In the midst of his daydream the door was opened, and from the dark of the hallway two Persephones emerged with their shopping baskets. They eyed him suspiciously – this pale, dapper little man – then crossed the road to catch the number 2 tram, which was arriving with a tap-tapping of the overhead wires, like a giant yellow grasshopper rubbing its steel legs together. The door swung shut and he turned away. He needed somewhere cool to sit, somewhere that didn’t press upon him with the past, and retracing his steps he found a restaurant in the square south of the Basilica, with wooden booths and cotton tablecloths and not a tourist in sight. He took a table by the window and ordered his old favourite – goose livers in sour cream with mashed potatoes and onion – and while he waited he flicked through an edition of the previous day’s Hirlap, trying to take an interest in the antics of the government, though it was the same game of musical chairs he had grown so weary of everywhere.
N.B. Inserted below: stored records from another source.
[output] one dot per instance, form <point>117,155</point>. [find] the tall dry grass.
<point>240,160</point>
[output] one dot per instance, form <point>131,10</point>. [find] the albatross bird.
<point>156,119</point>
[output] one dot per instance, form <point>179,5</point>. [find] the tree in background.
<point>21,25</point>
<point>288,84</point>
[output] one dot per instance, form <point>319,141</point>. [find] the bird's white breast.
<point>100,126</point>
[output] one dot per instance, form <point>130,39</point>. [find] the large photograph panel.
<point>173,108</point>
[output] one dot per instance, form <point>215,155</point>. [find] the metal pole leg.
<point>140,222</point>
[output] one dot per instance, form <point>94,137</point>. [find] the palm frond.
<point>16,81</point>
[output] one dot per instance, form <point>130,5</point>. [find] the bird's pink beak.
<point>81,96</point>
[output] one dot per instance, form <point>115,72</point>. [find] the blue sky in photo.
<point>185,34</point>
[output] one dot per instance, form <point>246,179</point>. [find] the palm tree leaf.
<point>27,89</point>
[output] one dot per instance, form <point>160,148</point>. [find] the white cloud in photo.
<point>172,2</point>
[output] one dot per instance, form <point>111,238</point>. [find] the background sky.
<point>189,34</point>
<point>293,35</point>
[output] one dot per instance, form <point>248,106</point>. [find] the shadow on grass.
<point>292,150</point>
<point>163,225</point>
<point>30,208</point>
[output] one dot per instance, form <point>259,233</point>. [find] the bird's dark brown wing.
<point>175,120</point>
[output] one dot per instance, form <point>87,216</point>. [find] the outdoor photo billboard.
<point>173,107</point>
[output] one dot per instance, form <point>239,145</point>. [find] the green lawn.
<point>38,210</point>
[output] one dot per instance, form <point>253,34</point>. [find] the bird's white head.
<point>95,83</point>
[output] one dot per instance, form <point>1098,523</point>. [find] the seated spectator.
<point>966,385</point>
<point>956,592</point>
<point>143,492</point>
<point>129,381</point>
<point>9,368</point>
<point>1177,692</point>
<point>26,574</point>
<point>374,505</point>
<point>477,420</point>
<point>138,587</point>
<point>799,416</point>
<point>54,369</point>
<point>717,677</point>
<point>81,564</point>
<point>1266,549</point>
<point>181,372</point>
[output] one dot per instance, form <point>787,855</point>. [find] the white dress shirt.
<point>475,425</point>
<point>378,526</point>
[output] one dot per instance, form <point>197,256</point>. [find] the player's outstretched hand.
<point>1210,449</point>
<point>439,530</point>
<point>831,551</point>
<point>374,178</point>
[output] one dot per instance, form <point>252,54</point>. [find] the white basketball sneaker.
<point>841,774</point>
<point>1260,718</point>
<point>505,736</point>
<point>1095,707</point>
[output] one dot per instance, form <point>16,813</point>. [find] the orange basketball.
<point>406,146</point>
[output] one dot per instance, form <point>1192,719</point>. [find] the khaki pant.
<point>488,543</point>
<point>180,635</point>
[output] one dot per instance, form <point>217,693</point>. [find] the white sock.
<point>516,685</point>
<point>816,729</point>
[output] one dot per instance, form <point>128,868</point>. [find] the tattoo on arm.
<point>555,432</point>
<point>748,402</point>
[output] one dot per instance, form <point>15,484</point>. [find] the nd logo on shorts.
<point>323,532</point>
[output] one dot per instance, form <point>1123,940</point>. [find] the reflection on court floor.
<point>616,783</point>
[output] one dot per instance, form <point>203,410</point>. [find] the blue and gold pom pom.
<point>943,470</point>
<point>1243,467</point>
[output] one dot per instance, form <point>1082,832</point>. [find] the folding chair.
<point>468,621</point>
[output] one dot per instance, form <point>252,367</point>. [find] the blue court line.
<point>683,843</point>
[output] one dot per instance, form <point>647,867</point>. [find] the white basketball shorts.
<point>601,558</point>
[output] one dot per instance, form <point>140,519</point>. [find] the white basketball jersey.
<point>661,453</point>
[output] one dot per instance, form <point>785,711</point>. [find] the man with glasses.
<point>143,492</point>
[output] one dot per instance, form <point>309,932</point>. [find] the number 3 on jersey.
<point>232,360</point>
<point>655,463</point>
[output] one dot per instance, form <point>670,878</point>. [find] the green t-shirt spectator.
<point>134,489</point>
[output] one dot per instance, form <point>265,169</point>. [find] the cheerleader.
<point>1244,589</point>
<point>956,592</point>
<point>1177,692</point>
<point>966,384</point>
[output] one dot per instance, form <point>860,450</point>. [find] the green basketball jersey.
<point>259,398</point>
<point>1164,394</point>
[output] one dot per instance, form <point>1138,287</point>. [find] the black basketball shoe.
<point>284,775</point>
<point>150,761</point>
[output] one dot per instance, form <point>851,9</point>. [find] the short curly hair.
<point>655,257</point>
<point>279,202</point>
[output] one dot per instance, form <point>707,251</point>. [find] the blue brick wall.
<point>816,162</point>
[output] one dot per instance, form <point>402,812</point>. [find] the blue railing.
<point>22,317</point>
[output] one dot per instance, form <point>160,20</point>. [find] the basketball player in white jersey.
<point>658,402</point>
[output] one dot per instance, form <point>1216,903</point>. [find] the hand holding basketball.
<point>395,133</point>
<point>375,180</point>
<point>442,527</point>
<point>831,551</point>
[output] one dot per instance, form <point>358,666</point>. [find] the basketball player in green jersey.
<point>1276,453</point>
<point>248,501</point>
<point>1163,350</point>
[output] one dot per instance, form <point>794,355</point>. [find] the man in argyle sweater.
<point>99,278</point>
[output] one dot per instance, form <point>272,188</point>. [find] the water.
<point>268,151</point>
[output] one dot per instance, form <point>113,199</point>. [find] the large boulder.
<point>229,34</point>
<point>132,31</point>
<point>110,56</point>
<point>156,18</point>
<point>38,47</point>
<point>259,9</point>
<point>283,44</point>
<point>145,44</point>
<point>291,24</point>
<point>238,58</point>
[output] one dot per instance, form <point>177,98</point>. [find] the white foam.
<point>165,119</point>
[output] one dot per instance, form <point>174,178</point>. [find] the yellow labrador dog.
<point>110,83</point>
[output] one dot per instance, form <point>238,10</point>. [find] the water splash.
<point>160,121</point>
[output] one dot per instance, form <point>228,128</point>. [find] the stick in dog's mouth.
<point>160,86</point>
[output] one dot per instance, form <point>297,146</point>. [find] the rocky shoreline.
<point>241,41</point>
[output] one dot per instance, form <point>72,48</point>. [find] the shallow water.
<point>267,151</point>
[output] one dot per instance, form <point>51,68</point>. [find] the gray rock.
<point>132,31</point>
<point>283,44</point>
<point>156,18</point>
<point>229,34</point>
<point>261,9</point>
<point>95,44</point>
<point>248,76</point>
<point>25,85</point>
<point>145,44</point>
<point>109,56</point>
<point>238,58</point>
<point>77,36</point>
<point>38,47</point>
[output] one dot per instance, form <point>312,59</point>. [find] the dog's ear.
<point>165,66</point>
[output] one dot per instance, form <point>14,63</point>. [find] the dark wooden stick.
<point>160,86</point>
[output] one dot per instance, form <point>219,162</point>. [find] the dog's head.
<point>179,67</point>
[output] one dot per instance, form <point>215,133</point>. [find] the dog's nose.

In the middle pages, however, two items caught his attention. The first was a short article about the Balkans, warning of a coming storm in Kosovo, where Serb abuses had become more outrageous. Milšsević, argued the journalist, survived by the manufacture of crises, and was in need of another war. Any war, even a disastrous one, would serve him better than a peace in which his enemies would have time to organize. There was a photograph of the militia leader, ‘Arkan’, in beret and black fatigues, machine-pistol over his shoulder, chin jutting, a real people’s hero. Looking at him, László found that the voices of doubt in his head were momentarily stilled. Arkan made questions of right and wrong, for and against, seem simple: one was instinctively opposed to such a man – no special virtue was required – and if the money in the bag hurried this gangster on the road to hell then so much the better. It was an end that justified a great deal.